Structures such as elevators, escalators, and staircases are often referred to as circulation elements, as they are positioned and designed to optimize the flow of people through a building.

Central Courtyard and Atrium



Elevator: An elevator (or lift) is vertical transport equipment that efficiently moves people or goods between floors (levels, decks) of a building, vessel or other structure. Elevators are generally powered by electric motors that either drive traction cables and counterweight systems, or pump hydraulic fluid to raise a cylindrical piston. Because of wheelchair access laws, elevators are often a legal requirement in new multi-story buildings, especially where wheelchair ramps would be impractical.

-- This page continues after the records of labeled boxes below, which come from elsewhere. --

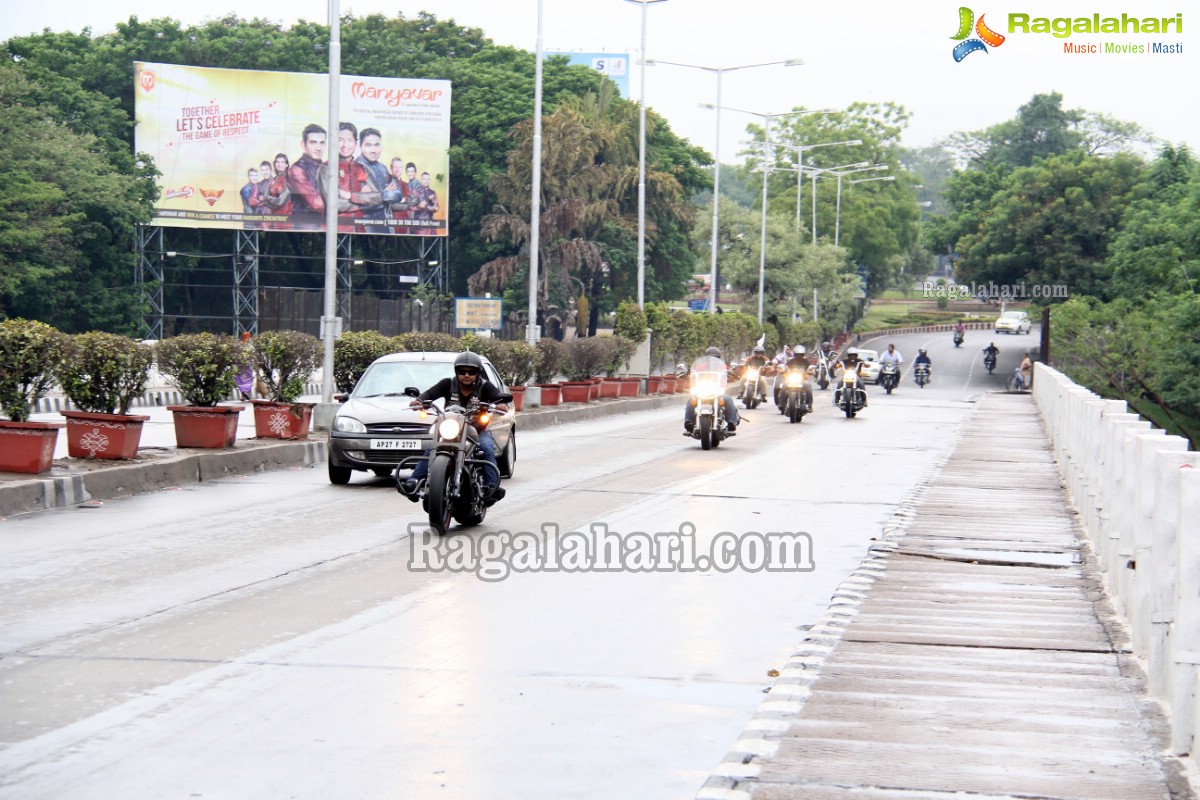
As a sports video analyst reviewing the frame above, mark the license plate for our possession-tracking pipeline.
[371,439,421,450]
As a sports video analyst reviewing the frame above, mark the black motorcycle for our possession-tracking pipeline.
[880,361,900,395]
[400,387,512,535]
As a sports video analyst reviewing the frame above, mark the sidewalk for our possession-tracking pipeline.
[696,393,1195,800]
[0,395,684,519]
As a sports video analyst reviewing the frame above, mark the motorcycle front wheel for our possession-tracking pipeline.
[425,453,454,536]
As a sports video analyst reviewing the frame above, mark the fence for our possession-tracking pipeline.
[1033,363,1200,754]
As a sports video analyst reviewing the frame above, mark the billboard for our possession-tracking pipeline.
[134,61,450,236]
[551,50,629,97]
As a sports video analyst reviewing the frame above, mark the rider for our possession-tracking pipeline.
[912,348,934,380]
[396,350,509,505]
[833,348,866,408]
[683,347,739,437]
[742,344,770,397]
[775,344,812,411]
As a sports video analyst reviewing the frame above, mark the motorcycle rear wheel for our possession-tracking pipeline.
[425,455,454,536]
[700,414,713,450]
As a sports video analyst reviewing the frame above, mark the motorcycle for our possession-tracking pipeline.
[880,361,900,395]
[814,350,829,390]
[688,356,731,450]
[833,369,866,420]
[779,367,815,422]
[912,363,929,389]
[742,367,767,408]
[400,387,512,535]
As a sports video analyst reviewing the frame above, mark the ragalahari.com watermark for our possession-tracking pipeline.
[408,522,816,582]
[920,281,1068,302]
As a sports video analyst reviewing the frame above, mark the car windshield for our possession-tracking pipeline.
[353,361,454,397]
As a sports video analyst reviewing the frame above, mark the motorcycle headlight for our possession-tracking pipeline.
[438,419,462,441]
[334,414,367,433]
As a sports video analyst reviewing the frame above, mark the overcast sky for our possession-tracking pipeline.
[0,0,1200,162]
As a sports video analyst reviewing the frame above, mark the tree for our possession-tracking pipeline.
[956,152,1141,295]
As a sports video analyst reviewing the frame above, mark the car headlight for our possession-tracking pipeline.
[334,414,367,433]
[438,419,462,441]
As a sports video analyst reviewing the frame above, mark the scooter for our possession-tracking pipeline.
[912,363,929,389]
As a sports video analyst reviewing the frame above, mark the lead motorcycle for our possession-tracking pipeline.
[880,361,900,395]
[833,369,866,420]
[776,367,816,422]
[688,356,732,450]
[742,366,767,408]
[400,387,512,535]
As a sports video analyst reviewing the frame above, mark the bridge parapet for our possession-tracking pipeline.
[1033,362,1200,754]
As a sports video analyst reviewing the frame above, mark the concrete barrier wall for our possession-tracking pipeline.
[1033,363,1200,754]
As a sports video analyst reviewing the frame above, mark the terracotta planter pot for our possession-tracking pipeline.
[251,401,313,439]
[538,384,562,405]
[59,411,150,458]
[167,405,246,450]
[0,420,66,475]
[562,380,592,403]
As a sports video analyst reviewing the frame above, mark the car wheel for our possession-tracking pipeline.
[496,431,517,479]
[326,462,353,486]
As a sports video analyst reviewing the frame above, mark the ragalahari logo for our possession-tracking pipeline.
[950,6,1004,61]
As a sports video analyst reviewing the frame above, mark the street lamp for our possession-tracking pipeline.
[702,103,832,325]
[625,0,666,308]
[830,164,888,247]
[642,59,804,314]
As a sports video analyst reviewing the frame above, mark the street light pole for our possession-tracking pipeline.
[625,0,666,308]
[644,59,804,314]
[526,0,542,345]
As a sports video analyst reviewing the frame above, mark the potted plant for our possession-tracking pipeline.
[59,331,154,458]
[0,319,67,474]
[155,333,248,447]
[251,331,324,439]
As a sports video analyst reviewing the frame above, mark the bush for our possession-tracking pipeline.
[0,319,68,422]
[336,331,396,392]
[492,342,542,386]
[251,331,325,403]
[563,336,628,380]
[534,336,564,384]
[155,333,247,407]
[612,300,649,343]
[59,331,154,414]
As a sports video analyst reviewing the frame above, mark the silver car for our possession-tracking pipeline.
[329,351,517,485]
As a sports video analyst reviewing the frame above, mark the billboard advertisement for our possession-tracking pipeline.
[134,61,450,236]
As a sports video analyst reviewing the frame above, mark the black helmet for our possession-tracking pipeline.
[454,350,484,373]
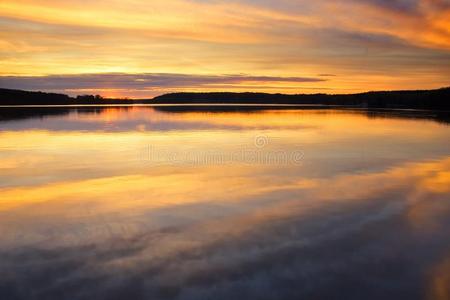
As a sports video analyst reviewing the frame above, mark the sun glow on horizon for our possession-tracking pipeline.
[0,0,450,98]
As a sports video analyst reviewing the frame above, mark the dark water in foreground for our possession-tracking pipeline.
[0,107,450,300]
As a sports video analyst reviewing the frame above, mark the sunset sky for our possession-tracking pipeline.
[0,0,450,98]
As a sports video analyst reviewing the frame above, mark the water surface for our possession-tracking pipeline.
[0,107,450,300]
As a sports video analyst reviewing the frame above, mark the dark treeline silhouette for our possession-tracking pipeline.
[0,87,450,110]
[0,88,130,105]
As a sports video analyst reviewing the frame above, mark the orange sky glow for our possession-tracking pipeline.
[0,0,450,98]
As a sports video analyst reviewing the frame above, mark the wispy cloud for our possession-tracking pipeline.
[0,0,450,92]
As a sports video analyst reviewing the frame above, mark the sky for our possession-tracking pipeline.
[0,0,450,98]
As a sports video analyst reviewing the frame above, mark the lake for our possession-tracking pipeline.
[0,106,450,300]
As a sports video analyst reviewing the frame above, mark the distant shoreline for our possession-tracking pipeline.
[0,87,450,110]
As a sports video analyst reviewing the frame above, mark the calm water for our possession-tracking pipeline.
[0,107,450,300]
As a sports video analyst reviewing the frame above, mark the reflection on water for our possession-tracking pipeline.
[0,107,450,299]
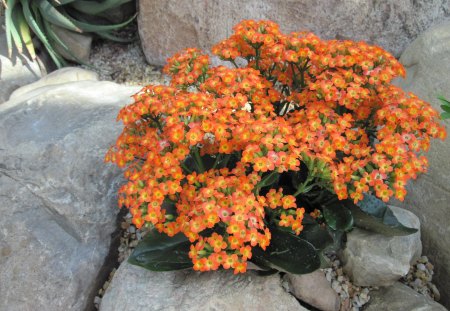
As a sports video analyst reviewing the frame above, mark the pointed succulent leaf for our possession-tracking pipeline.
[38,0,82,32]
[21,0,65,68]
[9,0,23,54]
[128,230,192,271]
[95,31,137,43]
[252,227,320,274]
[343,194,417,236]
[18,7,36,59]
[71,0,132,15]
[298,215,333,251]
[322,200,353,231]
[65,13,137,32]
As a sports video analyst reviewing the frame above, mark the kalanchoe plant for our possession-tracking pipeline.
[0,0,134,68]
[106,20,445,273]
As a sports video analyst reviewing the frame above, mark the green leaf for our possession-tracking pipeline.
[52,0,78,6]
[5,0,22,57]
[65,13,137,32]
[252,227,320,274]
[21,0,66,68]
[343,194,417,236]
[43,20,92,67]
[17,6,36,59]
[71,0,132,15]
[322,200,353,231]
[298,215,333,251]
[95,31,137,43]
[441,105,450,112]
[128,230,192,271]
[38,0,82,32]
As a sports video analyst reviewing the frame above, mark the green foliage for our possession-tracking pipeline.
[128,231,192,271]
[244,227,320,274]
[3,0,135,68]
[438,96,450,120]
[129,193,417,274]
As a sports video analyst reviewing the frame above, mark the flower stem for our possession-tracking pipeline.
[192,147,205,173]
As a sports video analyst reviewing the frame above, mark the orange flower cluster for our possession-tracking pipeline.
[106,21,445,273]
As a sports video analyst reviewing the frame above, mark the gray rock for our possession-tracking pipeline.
[100,262,307,311]
[364,282,447,311]
[138,0,450,65]
[0,26,45,105]
[398,23,450,308]
[341,206,422,286]
[10,67,98,99]
[51,25,92,63]
[0,81,139,311]
[286,270,341,311]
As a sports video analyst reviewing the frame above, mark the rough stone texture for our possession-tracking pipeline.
[364,282,447,311]
[0,81,138,311]
[286,270,341,311]
[100,262,307,311]
[10,67,98,99]
[0,29,42,105]
[399,23,450,308]
[341,206,422,286]
[138,0,450,65]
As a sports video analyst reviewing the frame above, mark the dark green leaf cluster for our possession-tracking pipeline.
[3,0,135,68]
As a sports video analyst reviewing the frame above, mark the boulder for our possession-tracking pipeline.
[285,270,341,311]
[364,282,447,311]
[340,206,422,286]
[398,22,450,308]
[100,262,307,311]
[0,76,139,311]
[138,0,450,65]
[10,67,98,99]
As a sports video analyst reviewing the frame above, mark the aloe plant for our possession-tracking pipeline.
[2,0,135,68]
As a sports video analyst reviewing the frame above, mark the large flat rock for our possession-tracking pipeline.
[138,0,450,65]
[0,72,138,311]
[100,262,307,311]
[398,23,450,308]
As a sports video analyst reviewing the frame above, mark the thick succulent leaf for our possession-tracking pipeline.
[71,0,132,15]
[21,0,65,68]
[43,20,89,66]
[5,0,17,57]
[95,31,137,43]
[8,0,23,54]
[322,200,353,231]
[38,0,82,32]
[299,215,333,251]
[343,194,417,236]
[441,105,450,113]
[17,6,36,59]
[52,0,78,6]
[252,228,321,274]
[128,230,192,271]
[65,14,137,32]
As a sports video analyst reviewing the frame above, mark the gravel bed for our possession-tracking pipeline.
[80,40,169,86]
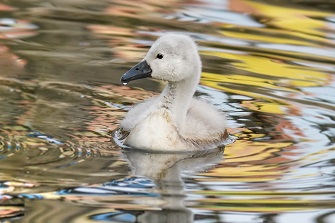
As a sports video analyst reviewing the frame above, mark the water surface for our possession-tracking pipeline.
[0,0,335,223]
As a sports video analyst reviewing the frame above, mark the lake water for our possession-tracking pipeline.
[0,0,335,223]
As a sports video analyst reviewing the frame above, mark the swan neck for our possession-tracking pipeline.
[161,75,200,130]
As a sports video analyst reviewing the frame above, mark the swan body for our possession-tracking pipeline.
[120,34,228,152]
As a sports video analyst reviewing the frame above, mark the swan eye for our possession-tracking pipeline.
[156,53,164,59]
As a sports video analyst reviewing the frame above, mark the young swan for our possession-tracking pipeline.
[116,34,228,151]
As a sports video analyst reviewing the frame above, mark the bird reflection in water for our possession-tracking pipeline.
[123,147,224,223]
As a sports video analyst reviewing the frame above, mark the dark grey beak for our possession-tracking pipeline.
[121,60,152,84]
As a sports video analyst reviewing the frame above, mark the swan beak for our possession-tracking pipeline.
[121,60,152,84]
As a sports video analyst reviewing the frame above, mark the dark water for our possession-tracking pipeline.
[0,0,335,223]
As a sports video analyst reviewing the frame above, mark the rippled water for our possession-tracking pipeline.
[0,0,335,223]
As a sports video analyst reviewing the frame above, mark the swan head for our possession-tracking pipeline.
[121,34,201,84]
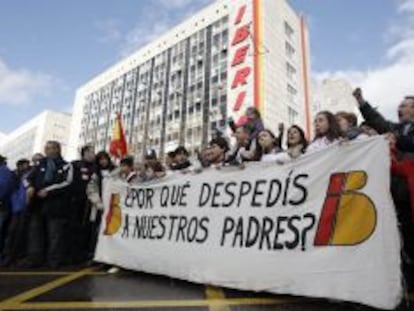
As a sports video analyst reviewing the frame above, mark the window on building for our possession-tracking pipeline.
[285,41,295,58]
[287,84,298,102]
[285,21,295,39]
[288,107,299,124]
[286,62,296,79]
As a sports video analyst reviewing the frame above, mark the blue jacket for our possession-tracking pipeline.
[0,165,16,203]
[26,157,73,218]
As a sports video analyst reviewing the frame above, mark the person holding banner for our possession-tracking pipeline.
[226,125,256,164]
[206,137,229,168]
[353,88,414,153]
[306,111,341,153]
[171,146,191,171]
[254,129,283,162]
[274,125,308,164]
[335,111,368,140]
[86,151,115,260]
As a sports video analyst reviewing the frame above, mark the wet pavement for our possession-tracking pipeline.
[0,268,414,311]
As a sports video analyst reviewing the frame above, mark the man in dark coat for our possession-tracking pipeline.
[69,146,95,264]
[0,155,16,254]
[23,141,73,268]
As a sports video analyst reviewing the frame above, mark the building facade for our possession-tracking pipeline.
[311,79,362,127]
[0,111,71,167]
[70,0,310,160]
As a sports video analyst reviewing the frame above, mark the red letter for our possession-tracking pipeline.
[234,5,246,25]
[231,67,252,89]
[233,91,246,111]
[231,44,250,67]
[231,25,250,46]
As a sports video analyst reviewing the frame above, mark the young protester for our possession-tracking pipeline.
[359,121,378,137]
[68,145,95,264]
[206,137,229,168]
[274,125,308,164]
[144,150,166,181]
[306,111,341,153]
[353,88,414,153]
[23,141,73,268]
[171,146,191,171]
[335,111,368,140]
[254,129,283,162]
[116,156,139,184]
[226,125,256,165]
[86,151,115,260]
[229,107,264,140]
[1,159,31,267]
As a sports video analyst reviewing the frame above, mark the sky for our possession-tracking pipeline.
[0,0,414,137]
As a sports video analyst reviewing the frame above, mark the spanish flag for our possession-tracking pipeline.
[109,113,128,159]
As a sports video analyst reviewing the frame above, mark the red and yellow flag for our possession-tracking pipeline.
[109,113,128,159]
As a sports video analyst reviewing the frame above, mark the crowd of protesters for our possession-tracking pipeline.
[0,89,414,287]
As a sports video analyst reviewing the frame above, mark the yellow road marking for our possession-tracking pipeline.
[206,286,230,311]
[0,271,108,276]
[0,298,299,310]
[0,268,96,310]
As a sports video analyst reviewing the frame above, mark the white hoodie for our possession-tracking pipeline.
[306,136,338,153]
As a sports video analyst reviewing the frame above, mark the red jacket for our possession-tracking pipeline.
[391,155,414,221]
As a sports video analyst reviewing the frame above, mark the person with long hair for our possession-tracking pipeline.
[254,129,282,162]
[306,111,341,153]
[274,125,308,164]
[86,151,115,259]
[335,111,368,141]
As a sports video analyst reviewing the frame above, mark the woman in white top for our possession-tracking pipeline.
[254,129,282,162]
[275,125,308,164]
[306,111,341,153]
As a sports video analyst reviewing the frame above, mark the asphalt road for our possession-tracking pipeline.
[0,268,414,311]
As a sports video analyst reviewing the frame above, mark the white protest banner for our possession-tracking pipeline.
[95,137,402,309]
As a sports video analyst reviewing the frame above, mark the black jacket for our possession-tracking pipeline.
[72,160,96,200]
[26,157,73,217]
[359,102,414,153]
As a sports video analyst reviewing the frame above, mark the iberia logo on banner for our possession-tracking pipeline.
[314,171,377,246]
[104,194,122,235]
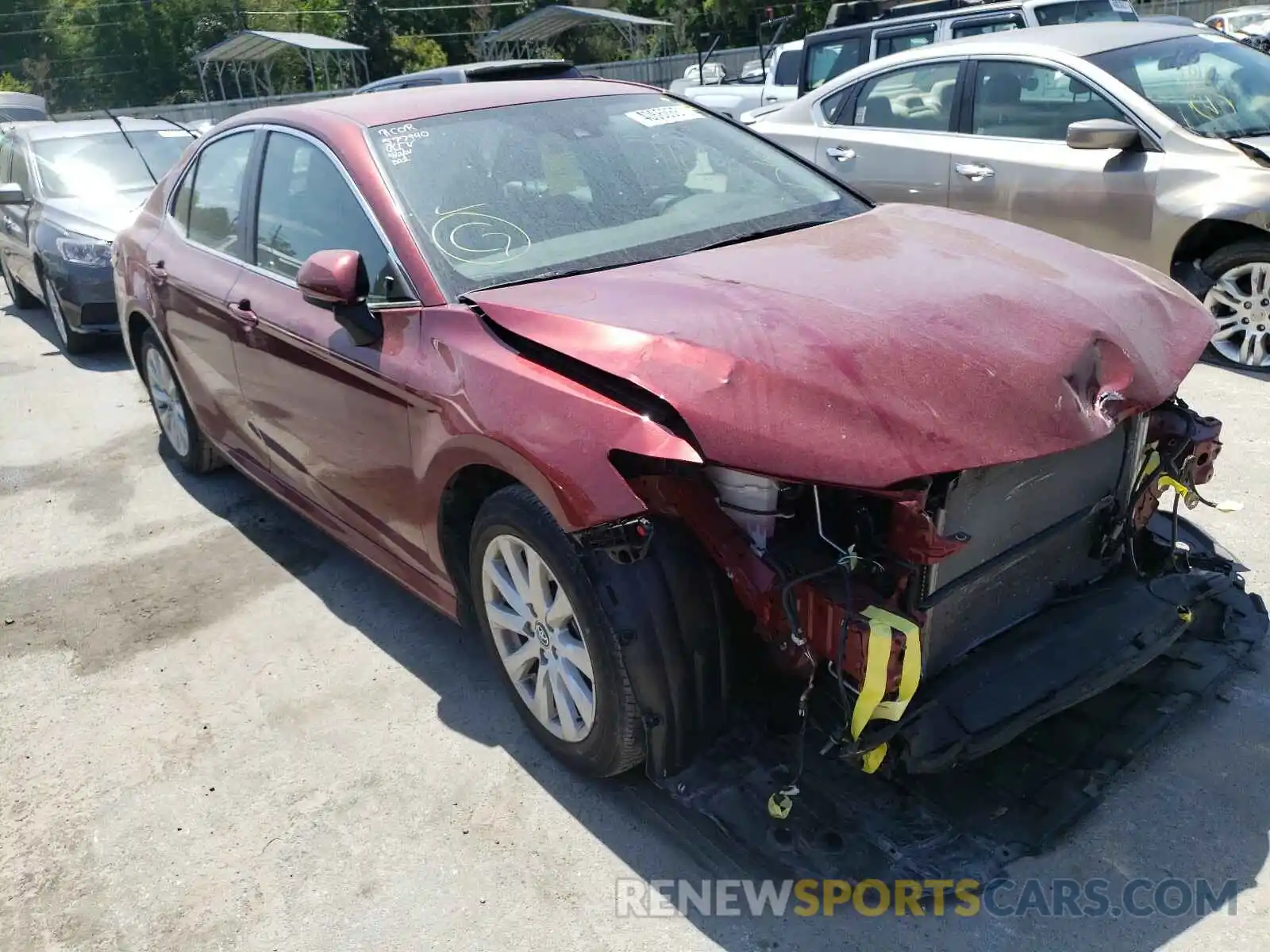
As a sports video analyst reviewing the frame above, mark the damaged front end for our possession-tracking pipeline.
[583,397,1265,792]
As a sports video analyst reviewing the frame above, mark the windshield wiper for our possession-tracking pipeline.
[102,106,159,186]
[465,262,633,297]
[688,217,838,254]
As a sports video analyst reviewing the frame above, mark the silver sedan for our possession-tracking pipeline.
[752,23,1270,370]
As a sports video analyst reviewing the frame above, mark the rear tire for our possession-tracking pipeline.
[1200,241,1270,373]
[468,485,644,777]
[0,262,40,311]
[40,274,94,354]
[140,330,218,474]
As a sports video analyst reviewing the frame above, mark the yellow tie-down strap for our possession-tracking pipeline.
[851,605,922,773]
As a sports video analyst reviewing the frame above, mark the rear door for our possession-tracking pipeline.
[144,129,267,470]
[231,129,440,578]
[949,59,1164,260]
[815,60,961,205]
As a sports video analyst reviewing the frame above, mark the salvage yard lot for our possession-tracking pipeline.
[0,286,1270,952]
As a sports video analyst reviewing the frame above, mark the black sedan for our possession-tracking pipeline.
[0,118,194,353]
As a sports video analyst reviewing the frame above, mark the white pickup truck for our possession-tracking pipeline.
[671,40,802,119]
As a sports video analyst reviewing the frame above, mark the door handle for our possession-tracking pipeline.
[952,163,997,182]
[230,297,260,330]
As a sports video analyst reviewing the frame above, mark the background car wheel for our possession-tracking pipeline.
[1203,241,1270,370]
[141,330,217,474]
[470,486,644,777]
[40,274,93,354]
[0,262,40,311]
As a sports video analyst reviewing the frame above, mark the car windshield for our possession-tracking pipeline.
[30,129,193,198]
[1033,0,1138,27]
[1226,10,1270,32]
[370,93,868,294]
[0,106,48,122]
[1087,33,1270,138]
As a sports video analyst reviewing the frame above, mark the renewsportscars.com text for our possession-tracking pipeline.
[616,877,1240,918]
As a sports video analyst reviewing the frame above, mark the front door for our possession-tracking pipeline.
[231,131,441,576]
[949,60,1162,260]
[815,61,960,205]
[138,131,268,468]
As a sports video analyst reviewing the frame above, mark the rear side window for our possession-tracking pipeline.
[181,132,256,258]
[838,62,960,132]
[804,36,864,89]
[876,23,935,60]
[952,13,1024,40]
[772,49,802,86]
[972,61,1126,142]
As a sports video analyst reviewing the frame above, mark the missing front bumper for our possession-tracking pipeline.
[637,523,1268,882]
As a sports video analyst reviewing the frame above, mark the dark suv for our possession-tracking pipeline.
[354,60,586,95]
[0,118,194,354]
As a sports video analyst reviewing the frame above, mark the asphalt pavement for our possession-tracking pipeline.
[7,290,1270,952]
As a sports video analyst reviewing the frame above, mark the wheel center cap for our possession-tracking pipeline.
[533,622,551,647]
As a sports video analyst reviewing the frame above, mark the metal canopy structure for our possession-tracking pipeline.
[479,6,671,60]
[194,29,371,102]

  • Passenger elevator: It is designed to move people between a building's floors. Passenger elevators capacity is related to the available floor space. Generally passenger elevators are available in capacities from 1,000 to 6,000 pounds (450–2,700 kg) in 500 lb (230 kg) increments. Wheelchair, or platform lifts, a specialized type of elevator designed to move a wheelchair 6 ft (1.8 m) or less, often can accommodate just one person in a wheelchair at a time with a load of 1000 lb (450 kg. .Generally passenger elevators in buildings eight floors or less are hydraulic or electric, which can reach speeds up to 200 ft/min (1.0 m/s) hydraulic and up to 500 ft/min electric. In buildings up to ten floors, electric and gearless elevators are likely to have speeds up to 500 ft/min (2.5 m/s), and above ten floors speeds begin at 500 ft/min (2.5 m/s) up to 2000 ft/min (10 m/s).
  • An express elevator does not serve all floors. For example, it moves between the ground floor and a sky lobby, or it moves from the ground floor or a sky lobby to a range of floors, skipping floors in between. These are especially popular in eastern Asia.
  • Freight elevators :A freight elevator, or goods lift, is an elevator designed to carry goods, rather than passengers. Freight elevators are generally required to display a written notice in the car that the use by passengers is prohibited (though not necessarily illegal), though certain freight elevators allow dual use through the use of an inconspicuous riser. Freight elevators are typically larger and capable of carrying heavier loads than a passenger elevator, generally from 2,300 to 4,500 kg. Freight elevators may have manually operated doors, and often have rugged interior finishes to prevent damage while loading and unloading. Although hydraulic freight elevators exist, electric elevators are more energy efficient for the work of freight lifting.
  • Stage lifts : Stage and orchestra lifts are specialized lifts, typically powered by hydraulics, that are used to lift entire sections of a theater stage. For example, Radio City Music Hall has four such lifts, an "orchestra lift" that covers a large area of the stage, and three smaller lifts near the rear of the stage. In this case, the orchestra lift is powerful enough to raise an entire orchestra, or an entire cast of performers (including live elephants) up to stage level from below.
  • Vehicle elevators: Vehicular elevators are used within buildings or areas with limited space (in lieu of ramps), typically to move cars into the parking garage or manufacturer's storage. Geared hydraulic chains (not unlike bicycle chains) generate lift for the platform and there are no counterweights. To accommodate building designs and improve accessibility, the platform may rotate so that the driver only has to drive forward. Most vehicle elevators have a weight capacity of 2 tons.